6. Sharing files, folders, CD-ROM drives, printers on your network

Now your computers are networked, what next? You should be able to access the Net via your router from all networked computers, obviously.

What else? Well the principles are essentially the same. Again I'll mainly use a Windows XP Pro computer for the examples.

First, how do you "see" one computer on the network while you're on another computer? (obviously you can only do this if both computers are switched on and connected to the router at the same time.)

Answer: you can see the network via the Network (Vista) or My Network Places (XP) icon which you'll find on the desktop or in the file manager e.g. My Computer or Windows Explorer on the left (on an XP computer drill down through My Network Places, Entire Network, Microsoft Windows Network, then click on the name of your workgroup) - from which you can click on the name of the computer you want to access.

A. Workgroup

With Windows computers you can only "see" a computer from another computer if they're both in the same "workgroup". Being on the same network isn't enough. That's why you had to ensure that all Windows computers in your home network are in the same workgroup, in 4.B above.

This can be a bit of a pain for home users, and is the reason why some people have trouble setting up a full home network: they didn't add some computers to the right workgroup (or indeed to any workgroup).

If you've run through the network setup wizard you'll have already named your computer and workgroup and enabled file and printer sharing etc.

B. Sharing folders and files

Now, being able to see a computer on the network is not enough for you to be able to access files on that computer from another computer on the same network.

To do that, a further step is necessary - you need to "share" the relevant folders on the computer first, for security reasons.

If you ran the Networking Setup wizard, Windows will have set up a shared folder on the computer called "Shared Documents" (not a sub-folder within "My Documents" but a new folder parallel to it, because it's not "Your" Documents is it, it's shared!). You can save or move or copy into this folder any documents that you want to share with other computers on your network.

If however you want to share individual folders within My Documents:
  • In Windows Explorer, rightclick on the name of the folder you want to share.
  • Choose Sharing and Security.
  • In the Sharing tab, tick "Share this folder/file on the network" and, if you wish, tick "Allow network users to change my files" (otherwise they'll only be able to read them and save a duplicate etc.), then OK.
Shared folders look different in My Computer / Windows Explorer - the icons have what I think of as a little flame at the bottom (see the Blog folder icon below):

Note: you can't share a document unless you share the folder that contains it; sharing a folder will share all documents and sub-folders within that folder. And obviously, a shared folder on a particular computer will only be visible to other computers on the network if the computer holding that folder is turned on.

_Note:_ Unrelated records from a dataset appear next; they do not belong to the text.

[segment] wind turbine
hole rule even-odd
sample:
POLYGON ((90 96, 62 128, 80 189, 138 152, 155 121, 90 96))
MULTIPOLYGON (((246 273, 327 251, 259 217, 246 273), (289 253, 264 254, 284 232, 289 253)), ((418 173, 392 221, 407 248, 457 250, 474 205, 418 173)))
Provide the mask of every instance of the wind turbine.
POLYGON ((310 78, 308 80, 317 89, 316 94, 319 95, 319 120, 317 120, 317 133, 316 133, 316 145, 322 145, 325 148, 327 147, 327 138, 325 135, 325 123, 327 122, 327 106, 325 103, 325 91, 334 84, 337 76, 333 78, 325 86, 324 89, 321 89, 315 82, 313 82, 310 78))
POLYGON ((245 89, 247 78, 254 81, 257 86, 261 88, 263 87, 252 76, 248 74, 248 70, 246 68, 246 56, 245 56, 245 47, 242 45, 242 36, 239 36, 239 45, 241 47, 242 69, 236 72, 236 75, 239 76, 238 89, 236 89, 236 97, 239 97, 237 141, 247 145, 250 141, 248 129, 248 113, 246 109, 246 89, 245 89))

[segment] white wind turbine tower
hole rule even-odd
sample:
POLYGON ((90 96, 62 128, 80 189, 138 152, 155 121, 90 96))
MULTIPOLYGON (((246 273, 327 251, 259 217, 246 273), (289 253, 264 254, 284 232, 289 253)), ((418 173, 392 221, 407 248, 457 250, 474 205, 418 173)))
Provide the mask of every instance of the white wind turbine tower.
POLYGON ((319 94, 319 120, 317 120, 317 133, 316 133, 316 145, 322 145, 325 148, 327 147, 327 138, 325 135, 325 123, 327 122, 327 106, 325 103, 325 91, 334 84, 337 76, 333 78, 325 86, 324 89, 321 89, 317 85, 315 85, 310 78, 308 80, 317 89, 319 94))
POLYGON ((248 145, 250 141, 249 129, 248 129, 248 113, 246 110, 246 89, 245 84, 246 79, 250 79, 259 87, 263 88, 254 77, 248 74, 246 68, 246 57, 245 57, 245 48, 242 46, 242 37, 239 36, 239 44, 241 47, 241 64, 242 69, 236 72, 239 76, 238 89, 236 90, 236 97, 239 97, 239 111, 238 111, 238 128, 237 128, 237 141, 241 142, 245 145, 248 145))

Tip: even if you don't want to use Shared Documents you can still create a special folder within My Documents for the documents you want to share on the network, called e.g. "Shared", and share just that folder, moving the desired documents into that folder. That's obviously still going to be more secure than sharing all the documents, photos / pictures or other files in the "My Documents" folder of the computer or user.

C. Sharing printers

You can share i.e. network printers in the same way.

In XP open up the Printers folder of the computer that's directly connected to the printer (Start menu, Printers and Faxes), rightclick on the printer you want to share, choose Sharing, select Share this Printer (and give it a "Share name" to identify it on the network, consider clicking Additional Drivers to add more drivers for different flavours of Windows computers if you have them), then OK.

An extra step is needed - on each other computer on your network which is to print to the networked printer, you have to go to its Printers folder, choose Add Printer, and then add the printer you shared previously, making sure you choose "A network printer", and browse to the correct printer. And it'll only work if the right printer drivers are installed for all the types of computer operating systems that you want to use.

If the shared printer is connected only to computer A, and you want to print from computer B to that networked printer, obviously you can only do that if computer A is switched on and connected to the network. To be able to use a networked printer while your other home computers are switched off, you can buy a print server (for as little as under £30 even) which you connect to both your router and your printer. Then, as long as your router is switched on (which it normally will be always), you can print to that printer even if other computers are switched off. Again, make sure the printer server will support all the computers you want to use with it.

D. Sharing CD-ROM or DVD drives, external hard drives etc

Same thing with sharing optical drives and the like.

Rightclick the name of the drive in Windows Explorer, Sharing and Security, then carry on exactly as with folders.

Very useful if your notebook computer or UMPC doesn't have an optical drive built in - you can still access CDs and DVDs from the notebook, and run the software across the network. On the notebook, just find the computer on the network with the shared DVD or CD drive, and as long as it's been shared, you'll see the drive on the network and you can pop a disc into the drive and access it from the notebook. (Doesn't work to play music CDs though, haven't investigated tweaks for that.)

Similarly, if you have an external hard drive attached to computer A you can share that drive (and folders within it) and then access that drive from another computer on the network, as long as computer A is switched on at the time.

If you want to have a shared dedicated hard drive accessible by all computers on your network even if not all computers are switched on at the time, you can get network attached storage (NAS). There are 2 main ways to achieve this:
  • buy a large hard drive that acts as a NAS server, e.g. the Western Digital MyBook World Edition (to which you can add another external USB hard drive, and which even lets you access files on that drive over the Net), or
  • get a NAS device which lets you attach your existing USB hard drives to the network direct, like the Linksys NSLU2 (which has 2 USB ports for external hard disks and also lets you network USB flash drives).
You'd obviously need to have a free Ethernet port on your router to be able to connect the NAS server or device.